Those draft Guidelines aim at clarifying the mechanism of international transfers and more specifically provide a necessary assistance to controllers and processors in the European Union (“EU”) or otherwise subject to GDPR, including guidance on when a data importer would be subject to GDPR and an interpretation of the concept of international transfer.
In order to characterize a processing as a “transfer”, the EDPB relied on the three following cumulative criteria:
- The data exporter (a controller or processor) is subject to the GDPR for the given processing;
- As a reminder, while GDPR generally applies to all entities processing personal data and established in the EU, it can also have an extra territorial reach for certain processing operations consisting in (i) offering products or services to individuals in the EU (e.g. ecommerce and apps) or (ii) monitoring of EU individuals’ behavior taking place in the EU (e.g. cookies and other tracking technologies).

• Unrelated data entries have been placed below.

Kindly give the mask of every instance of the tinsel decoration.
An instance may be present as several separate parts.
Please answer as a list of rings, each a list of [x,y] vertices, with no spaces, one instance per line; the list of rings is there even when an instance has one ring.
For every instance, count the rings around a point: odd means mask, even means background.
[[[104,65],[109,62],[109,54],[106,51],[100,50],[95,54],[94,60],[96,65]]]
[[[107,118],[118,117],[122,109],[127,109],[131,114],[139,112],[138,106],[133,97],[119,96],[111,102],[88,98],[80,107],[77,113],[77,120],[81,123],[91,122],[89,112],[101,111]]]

- The data exporter transmits or makes available the personal data to the data importer (another controller, joint-controller or processor); and
- In that regard, the mere remote access to the data would still qualify as a “data transfer” and it remains to be hopefully clarified in the final Guidelines whether the sharing of personal data among joint-controllers (both subject to GDPR from the inception of the processing operations) would in and of itself be considered as a data transfer.
- The data importer is in a third-country or is an international organization.
In addition, a processing that meets these three criteria will be considered a transfer when the importer is established in a third-country and subject to the GDPR following provisions of article 3.2 GDPR. The EDPB considered that when the controller located in a third-country is already subject to GDPR, “less protection/safeguards are needed”. Nevertheless, conflicting national laws, government access in the third-country as well as the difficulty to enforce and obtain redress against an entity outside the EU should be addressed when developing relevant transfer tools.
The EDPB specified that personal data directly collected from the data subjects, at their own initiative, should not to be considered as a transfer.
An online public consultation is opened on the matter until 31 January 2022.